Jenny had been a maid in a large Victorian household sometime in the 1870s. (“Around when Boone was a boy,” Omri thought. It was hard to compare them, their lives had been so different.)

She'd been put into service when she was only twelve and had been a servant for eight years with an awful snobbish family in Dorchester with lots of children and a houseful of servants. They made her sleep in a tiny attic without any heating, gave her half a day off a month,
allowed her no ‘followers' (boyfriends, Tom explained), and worked her like a slave from morning till night, doing the hardest, lowest household chores for practically no money.

Her own large family lived in poverty in the country — quite near where they were now, as it happened — so there was no way they could help her. In fact, most of the little she earned went straight to them. She couldn't save anything. There was no escape — this was to be her whole life.

And then one night when she was asleep, curled up against the bitter cold in her little room under the roof, she was transported into a different world — a different time. She found herself in a country farmhouse much like the one she'd been born in, only that it wasn't so poor. And she was tiny, or, as she thought, everything around her was huge.

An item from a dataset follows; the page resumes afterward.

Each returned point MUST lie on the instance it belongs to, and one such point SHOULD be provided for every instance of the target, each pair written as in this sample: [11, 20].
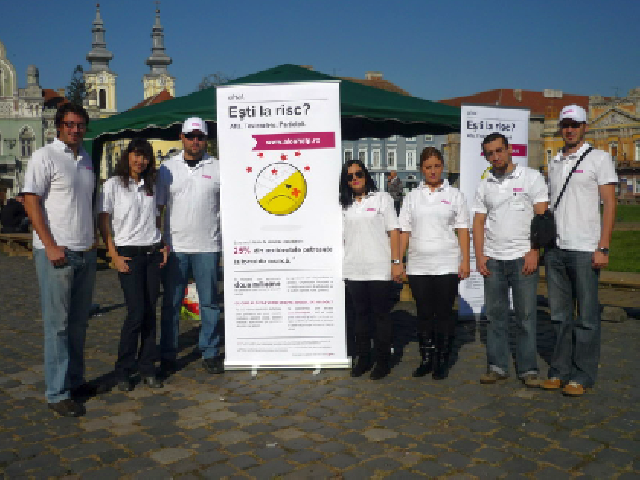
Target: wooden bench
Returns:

Terrified at first, she soon found that this was not, as she'd thought, a nightmare. On the contrary, she seemed to be living a dream of happiness in the home of this giantess, whom she learnt to call Miss Jessie, and who, instead of expecting Jenny to work for her, did everything in her power to please her and make her happy.

She gave her delicious things to eat, as much as she wanted (the first time in her life she had had enough), and spoilt and cossetted her. She even taught her to read, using tiny cutout pages printed clearly in big, brown-ink
letters. But the best thing she did was to talk to her and treat her as an equal, as a person with rights and dignity. As a friend.

In the beginning, Jenny was shuttled between her two worlds, and it was like shuttling between hell and heaven. But hell by day wasn't so bad when you knew that heaven was waiting. She began to spirit away things that she needed in that heavenly other place — such as sewing things so that she could make her own clothes, not out of coarse cloth but from the silks and muslins Miss Jessie supplied.

She brought her own little eating utensils, hidden in her pockets, and then she grew bolder. With her pitiful wages she bought some cookpots, shoes, books, and other carriables.

At night she would bundle these necessaries up in a pillow slip and cuddle it to her in bed, so that when Miss Jessie ‘summoned' her (as she called it, as when her hated real-life mistress pealed one of the household bells), the things she needed would go with her.

In the Dorchester household they began to complain about her. She was constantly tired. There were times when she couldn't be wakened. A doctor was called but could find nothing wrong with her.

Eventually, after a prolonged visit that, at her beseeching, lasted several blissful days, she had awakened in the poor ward at a big hospital. The nurses were bewildered. As she lay there apparently unconscious,
eating nothing, hardly breathing,
she had put on weight,
and when she awoke she was in better health than when she had ‘fallen ill'.

They sent her home to the family she worked for, but they were growing tired of her ‘turns'. The mistress of the house summoned her for the last time.

“You'll have to go,” she said carelessly. “You're not earning your keep. I'll give you your wages to the end of this week. But you can't expect a character after the trouble you've caused.”